DCEPC11I - Impossible Boss
Vaibhav Sir and Saikat Sir, after completing their graduation, got a job together at a store.
Their boss at the store was Sidharth Sir, who was very strict and did not want anyone to have fun at the job. He gave Vaibhav and Saikat sir a very boring job of stacking columns of boxes in a row of size N.
To make it a little interesting, both of them decided that whenever they need to add more boxes, they will choose st and en, such that 1<=st<=en<=N, and place 1 box in column st, 2 boxes in column st+1, … and (en-st+1) boxes in column en.
When Sidharth sir saw this, he decided to have some fun of his own, and asked them to count the number of boxes in all columns from st to en, and tell him the result. Now Vaibhav and Saikat sir have come to you for help to answer the queries of their boss, as they do not want to lose their jobs.
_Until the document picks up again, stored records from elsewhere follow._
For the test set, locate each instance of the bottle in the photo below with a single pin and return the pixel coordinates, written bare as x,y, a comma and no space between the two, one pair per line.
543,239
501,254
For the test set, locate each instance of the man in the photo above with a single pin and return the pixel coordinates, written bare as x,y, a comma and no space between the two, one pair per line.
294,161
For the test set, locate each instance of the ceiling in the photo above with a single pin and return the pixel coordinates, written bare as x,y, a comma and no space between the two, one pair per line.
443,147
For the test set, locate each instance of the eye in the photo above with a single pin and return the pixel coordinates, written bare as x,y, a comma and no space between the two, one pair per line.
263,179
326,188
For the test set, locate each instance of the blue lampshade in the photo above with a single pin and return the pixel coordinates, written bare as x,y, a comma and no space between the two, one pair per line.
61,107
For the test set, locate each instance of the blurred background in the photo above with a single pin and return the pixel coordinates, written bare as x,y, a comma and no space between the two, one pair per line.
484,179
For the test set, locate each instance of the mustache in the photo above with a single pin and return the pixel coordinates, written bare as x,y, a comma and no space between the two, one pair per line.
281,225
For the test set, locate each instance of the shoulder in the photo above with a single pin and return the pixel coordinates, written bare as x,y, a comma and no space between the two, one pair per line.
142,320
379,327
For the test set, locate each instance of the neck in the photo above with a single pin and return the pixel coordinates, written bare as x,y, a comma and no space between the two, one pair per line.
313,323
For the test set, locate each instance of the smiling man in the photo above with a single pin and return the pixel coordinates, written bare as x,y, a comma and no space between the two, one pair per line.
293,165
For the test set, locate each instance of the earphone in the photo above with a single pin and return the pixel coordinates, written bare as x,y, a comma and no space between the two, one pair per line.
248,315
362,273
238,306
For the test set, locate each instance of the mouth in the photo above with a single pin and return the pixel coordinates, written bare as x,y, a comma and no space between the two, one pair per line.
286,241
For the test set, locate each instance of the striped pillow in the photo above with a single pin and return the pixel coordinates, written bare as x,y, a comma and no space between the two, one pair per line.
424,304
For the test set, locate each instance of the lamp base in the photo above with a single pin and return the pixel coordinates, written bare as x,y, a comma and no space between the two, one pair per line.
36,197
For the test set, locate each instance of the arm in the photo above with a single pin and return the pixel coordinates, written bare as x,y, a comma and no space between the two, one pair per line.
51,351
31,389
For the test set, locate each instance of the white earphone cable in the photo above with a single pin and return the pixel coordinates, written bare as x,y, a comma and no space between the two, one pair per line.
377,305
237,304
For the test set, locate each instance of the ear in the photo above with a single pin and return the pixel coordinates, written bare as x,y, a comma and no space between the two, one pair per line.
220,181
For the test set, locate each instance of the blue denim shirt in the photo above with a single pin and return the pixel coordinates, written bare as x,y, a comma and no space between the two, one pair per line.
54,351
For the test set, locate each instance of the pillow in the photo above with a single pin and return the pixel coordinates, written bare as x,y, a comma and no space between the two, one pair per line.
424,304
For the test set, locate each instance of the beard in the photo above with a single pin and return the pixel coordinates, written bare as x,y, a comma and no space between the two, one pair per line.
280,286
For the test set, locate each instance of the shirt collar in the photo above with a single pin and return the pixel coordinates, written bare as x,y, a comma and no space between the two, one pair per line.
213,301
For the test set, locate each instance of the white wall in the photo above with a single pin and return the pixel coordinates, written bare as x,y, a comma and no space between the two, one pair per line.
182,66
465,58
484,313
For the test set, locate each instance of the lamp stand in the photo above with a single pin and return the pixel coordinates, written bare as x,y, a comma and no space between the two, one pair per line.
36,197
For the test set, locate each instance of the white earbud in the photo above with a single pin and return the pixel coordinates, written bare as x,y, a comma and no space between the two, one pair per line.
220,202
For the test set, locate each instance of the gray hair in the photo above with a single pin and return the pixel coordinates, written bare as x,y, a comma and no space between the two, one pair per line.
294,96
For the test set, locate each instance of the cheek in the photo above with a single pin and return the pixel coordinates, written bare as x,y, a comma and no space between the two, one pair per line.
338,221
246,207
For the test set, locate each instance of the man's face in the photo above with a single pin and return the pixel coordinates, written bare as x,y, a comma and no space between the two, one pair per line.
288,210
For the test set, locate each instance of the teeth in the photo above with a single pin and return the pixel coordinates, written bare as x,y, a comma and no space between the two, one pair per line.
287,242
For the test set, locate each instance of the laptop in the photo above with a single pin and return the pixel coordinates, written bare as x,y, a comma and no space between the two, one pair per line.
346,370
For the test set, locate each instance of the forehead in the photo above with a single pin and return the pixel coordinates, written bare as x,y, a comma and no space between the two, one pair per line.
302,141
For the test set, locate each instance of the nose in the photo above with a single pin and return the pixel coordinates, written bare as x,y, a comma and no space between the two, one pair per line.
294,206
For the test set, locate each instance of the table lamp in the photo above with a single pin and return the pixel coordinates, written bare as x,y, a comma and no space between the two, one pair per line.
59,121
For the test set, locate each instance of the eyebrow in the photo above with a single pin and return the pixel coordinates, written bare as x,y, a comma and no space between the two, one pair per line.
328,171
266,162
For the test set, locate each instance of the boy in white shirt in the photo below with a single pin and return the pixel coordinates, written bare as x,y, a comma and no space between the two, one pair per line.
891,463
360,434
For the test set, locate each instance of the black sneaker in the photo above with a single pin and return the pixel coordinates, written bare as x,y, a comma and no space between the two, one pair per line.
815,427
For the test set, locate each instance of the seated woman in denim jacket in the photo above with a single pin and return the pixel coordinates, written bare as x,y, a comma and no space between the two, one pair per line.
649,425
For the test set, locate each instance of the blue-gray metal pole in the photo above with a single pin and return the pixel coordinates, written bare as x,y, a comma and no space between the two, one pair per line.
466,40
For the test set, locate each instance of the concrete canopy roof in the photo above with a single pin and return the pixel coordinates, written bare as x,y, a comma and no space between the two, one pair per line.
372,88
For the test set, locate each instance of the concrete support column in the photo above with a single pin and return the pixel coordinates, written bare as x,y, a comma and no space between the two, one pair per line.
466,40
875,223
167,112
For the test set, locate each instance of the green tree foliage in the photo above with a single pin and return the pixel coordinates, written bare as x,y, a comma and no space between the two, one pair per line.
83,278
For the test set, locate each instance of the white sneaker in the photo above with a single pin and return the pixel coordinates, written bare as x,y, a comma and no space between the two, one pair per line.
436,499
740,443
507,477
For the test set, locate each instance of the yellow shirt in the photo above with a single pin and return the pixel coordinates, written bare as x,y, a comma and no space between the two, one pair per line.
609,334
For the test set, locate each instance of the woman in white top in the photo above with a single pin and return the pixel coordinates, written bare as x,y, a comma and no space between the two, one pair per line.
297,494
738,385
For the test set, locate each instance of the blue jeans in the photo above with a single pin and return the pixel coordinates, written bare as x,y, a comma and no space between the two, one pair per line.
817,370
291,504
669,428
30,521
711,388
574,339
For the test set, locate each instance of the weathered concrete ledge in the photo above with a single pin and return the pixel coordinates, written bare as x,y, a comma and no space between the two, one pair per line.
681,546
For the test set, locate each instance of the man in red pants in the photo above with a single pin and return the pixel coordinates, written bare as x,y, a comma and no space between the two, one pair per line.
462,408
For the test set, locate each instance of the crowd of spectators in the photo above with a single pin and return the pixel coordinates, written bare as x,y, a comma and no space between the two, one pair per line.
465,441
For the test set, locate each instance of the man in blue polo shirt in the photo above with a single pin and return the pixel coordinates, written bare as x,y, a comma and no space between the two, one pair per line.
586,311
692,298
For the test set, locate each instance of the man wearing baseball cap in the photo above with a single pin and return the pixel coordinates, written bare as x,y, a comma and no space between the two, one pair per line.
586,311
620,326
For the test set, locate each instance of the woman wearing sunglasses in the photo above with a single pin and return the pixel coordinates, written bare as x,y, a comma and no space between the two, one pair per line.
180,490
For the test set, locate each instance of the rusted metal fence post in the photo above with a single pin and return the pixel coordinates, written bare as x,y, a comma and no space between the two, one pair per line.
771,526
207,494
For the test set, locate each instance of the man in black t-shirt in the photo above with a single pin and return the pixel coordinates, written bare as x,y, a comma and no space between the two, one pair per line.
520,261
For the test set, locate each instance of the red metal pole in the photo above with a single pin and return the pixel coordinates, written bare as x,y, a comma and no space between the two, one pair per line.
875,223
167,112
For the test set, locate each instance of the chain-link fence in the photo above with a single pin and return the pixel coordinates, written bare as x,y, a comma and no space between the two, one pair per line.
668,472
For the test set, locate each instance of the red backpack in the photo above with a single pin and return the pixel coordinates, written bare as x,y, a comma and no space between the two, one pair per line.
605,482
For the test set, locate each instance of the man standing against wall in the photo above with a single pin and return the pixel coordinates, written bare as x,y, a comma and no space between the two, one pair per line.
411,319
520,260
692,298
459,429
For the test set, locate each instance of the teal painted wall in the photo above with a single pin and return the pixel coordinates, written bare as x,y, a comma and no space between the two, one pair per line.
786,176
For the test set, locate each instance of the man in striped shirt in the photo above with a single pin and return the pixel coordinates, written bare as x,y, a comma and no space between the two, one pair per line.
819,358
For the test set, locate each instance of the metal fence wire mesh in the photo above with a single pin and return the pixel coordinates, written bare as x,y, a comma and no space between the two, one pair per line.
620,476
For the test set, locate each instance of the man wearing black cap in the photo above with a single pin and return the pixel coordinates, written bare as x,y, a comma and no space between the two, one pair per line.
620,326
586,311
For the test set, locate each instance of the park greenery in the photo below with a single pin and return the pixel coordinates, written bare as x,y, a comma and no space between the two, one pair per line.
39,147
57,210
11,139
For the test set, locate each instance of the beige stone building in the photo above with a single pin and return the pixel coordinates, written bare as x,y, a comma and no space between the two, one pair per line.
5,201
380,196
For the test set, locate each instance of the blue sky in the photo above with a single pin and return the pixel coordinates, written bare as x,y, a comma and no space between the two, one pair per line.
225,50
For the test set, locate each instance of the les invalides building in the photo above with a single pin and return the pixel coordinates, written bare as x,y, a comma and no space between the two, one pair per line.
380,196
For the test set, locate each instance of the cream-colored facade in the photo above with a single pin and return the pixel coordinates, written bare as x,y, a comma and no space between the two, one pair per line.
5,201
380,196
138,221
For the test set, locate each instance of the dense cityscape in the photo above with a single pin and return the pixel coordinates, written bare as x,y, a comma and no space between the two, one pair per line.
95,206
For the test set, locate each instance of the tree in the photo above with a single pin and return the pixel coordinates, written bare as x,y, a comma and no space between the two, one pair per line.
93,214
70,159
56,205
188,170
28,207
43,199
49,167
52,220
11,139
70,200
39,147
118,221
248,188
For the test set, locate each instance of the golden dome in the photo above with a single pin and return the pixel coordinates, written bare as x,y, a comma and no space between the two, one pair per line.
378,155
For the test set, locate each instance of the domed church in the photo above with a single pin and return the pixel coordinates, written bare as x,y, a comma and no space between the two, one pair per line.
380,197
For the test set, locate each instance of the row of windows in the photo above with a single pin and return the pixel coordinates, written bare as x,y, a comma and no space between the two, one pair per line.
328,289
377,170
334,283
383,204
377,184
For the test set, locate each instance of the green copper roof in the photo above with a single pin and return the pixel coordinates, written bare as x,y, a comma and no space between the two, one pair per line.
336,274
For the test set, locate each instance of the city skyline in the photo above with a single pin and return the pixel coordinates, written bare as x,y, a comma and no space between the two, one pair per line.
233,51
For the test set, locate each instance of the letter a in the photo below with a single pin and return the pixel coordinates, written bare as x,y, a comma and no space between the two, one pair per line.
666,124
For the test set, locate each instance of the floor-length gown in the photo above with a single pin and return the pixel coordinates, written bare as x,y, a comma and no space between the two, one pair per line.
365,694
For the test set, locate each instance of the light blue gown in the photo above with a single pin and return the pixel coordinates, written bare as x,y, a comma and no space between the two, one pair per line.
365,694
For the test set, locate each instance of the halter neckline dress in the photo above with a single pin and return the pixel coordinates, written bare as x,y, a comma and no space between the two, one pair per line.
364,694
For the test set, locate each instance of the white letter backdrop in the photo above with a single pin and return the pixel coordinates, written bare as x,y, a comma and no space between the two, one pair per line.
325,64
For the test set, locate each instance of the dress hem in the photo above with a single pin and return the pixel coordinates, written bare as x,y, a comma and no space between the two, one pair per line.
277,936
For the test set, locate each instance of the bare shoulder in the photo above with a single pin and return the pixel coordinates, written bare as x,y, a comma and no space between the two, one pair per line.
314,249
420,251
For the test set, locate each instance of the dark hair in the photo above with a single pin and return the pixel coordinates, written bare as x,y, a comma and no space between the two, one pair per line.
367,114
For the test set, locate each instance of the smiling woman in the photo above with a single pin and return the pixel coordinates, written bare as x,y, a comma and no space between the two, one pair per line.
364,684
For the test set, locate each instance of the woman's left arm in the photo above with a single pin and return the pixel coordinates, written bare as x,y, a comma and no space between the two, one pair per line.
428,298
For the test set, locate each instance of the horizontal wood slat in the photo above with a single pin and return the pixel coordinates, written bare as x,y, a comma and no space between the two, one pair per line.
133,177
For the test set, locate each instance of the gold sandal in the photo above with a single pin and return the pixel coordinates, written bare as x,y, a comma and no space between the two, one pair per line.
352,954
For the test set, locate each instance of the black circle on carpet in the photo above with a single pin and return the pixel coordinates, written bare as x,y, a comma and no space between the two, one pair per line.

The first line contains N, the number of columns and Q, the number of queries.
The next Q lines can be of the following form –
1) 0 st en, meaning Vaibhav and Saikat sir add boxes to the columns from st to en as described above.
2) 1 st en, meaning Sidharth sir asks them to count the number of boxes in all columns from st to en.
For all queries of type 2, output a line containing the answer to the query.
Input: 5 6
0 2 4
1 1 5
0 1 5
0 3 5
1 1 5
1 3 5 Output: 6
Nice problem , you should try it with sqrt
Is interesting that treap or splay tree takes 2 times more than lazy st.
AC in one go
Easy Segment tree!! :)
BIT Nailed It :)
For some reason take n as long long. That's all I changed in my code and got AC from previous int n.
Nice Problem to solve.. :-)
Why language restrictions?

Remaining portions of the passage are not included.